There is a belief among some observers, that the bombing may be linked to the destruction of sufi shrines across Iraq in the weeks before the Samarra blast. “Samarra is not an isolated incident, it is policy of destroying all shrines,” Iraqi archaeologist Lamia al-Gailani Werr told The Art Newspaper. “This is nothing to do with sectarian conflict. It is a Wahhabi agenda.”
The Wahhabi ideology, fomented in Saudi Arabia, opposes worship at the tombs of saints and mystics which are the focus of most shrines. At the end of May, a huge car bomb damaged the shrine of the highly revered 12th-century sufi Abdul Qadir al-Gilani in Baghdad.
Other recent attacks on smaller shrines were described by Dr Abbas al-Hussainy, head of Iraq’s Board of Antiquities and Heritage, in a presentation at the British Museum on 7 June. He said that 18 shrines had been destroyed since last February, ten in recent weeks.

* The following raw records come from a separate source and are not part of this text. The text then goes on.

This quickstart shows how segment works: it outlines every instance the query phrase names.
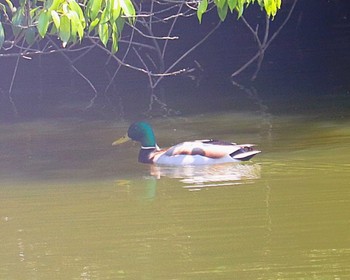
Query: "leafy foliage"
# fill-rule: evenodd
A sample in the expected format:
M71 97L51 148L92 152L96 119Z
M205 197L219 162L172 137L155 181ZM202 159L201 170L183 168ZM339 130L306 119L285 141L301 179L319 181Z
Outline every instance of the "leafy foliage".
M213 1L199 0L199 22L213 5L222 21L228 11L240 17L250 4L258 3L270 17L281 6L281 0ZM40 38L55 36L66 47L86 36L96 36L115 53L125 21L132 25L136 17L132 0L5 0L5 4L0 3L0 48L7 37L14 37L14 41L24 38L32 45Z
M2 24L0 22L0 46L2 46L4 44L5 41L5 32L4 32L4 28L2 27Z
M17 39L25 36L29 45L36 35L56 35L65 47L93 32L105 46L111 39L115 52L121 33L117 26L123 26L117 22L128 19L132 24L136 16L130 0L20 0L17 7L13 2L6 0L7 5L0 5L0 16L2 13L5 19L0 21L0 47L5 40L3 24L7 23L13 35Z
M281 8L282 0L214 0L214 5L221 21L226 19L228 10L231 13L236 12L238 18L242 16L243 11L250 4L257 2L265 10L269 17L274 17ZM199 22L202 21L203 14L208 9L208 0L200 0L197 8L197 17Z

Despite this, the most holy Shiite sites, most notably the shrine of Ali in Najaf, and the tomb of Ali’s son Hussein in Karbala, have remained well protected within these Shiite dominated cities. Pilgrims from Iran continue to visit them in their millions. On 18 May, Mansour Haqiqatpour, head of Iran’s organisation for preserving religious sites, told Iranian reporters that 600 billion rials ($64.5m) had been spent to restore sacred sites in Iraq over the past four years.
“We would be ready to help expand and fortify the holy site of Samarra if security is implemented there.”
However, Donny George, former head of Iraq’s Board of Antiquities and Heritage, told The Art Newspaper that unregulated outside involvement in the restoration of historic buildings is very problematic. “It is a big mistake, they tend to make many changes to the structures. A few years ago an Indian Shiite organisation gave millions of dollars for the repair of the Imam Ali shrine in Kufa and they changed 90% of the building.”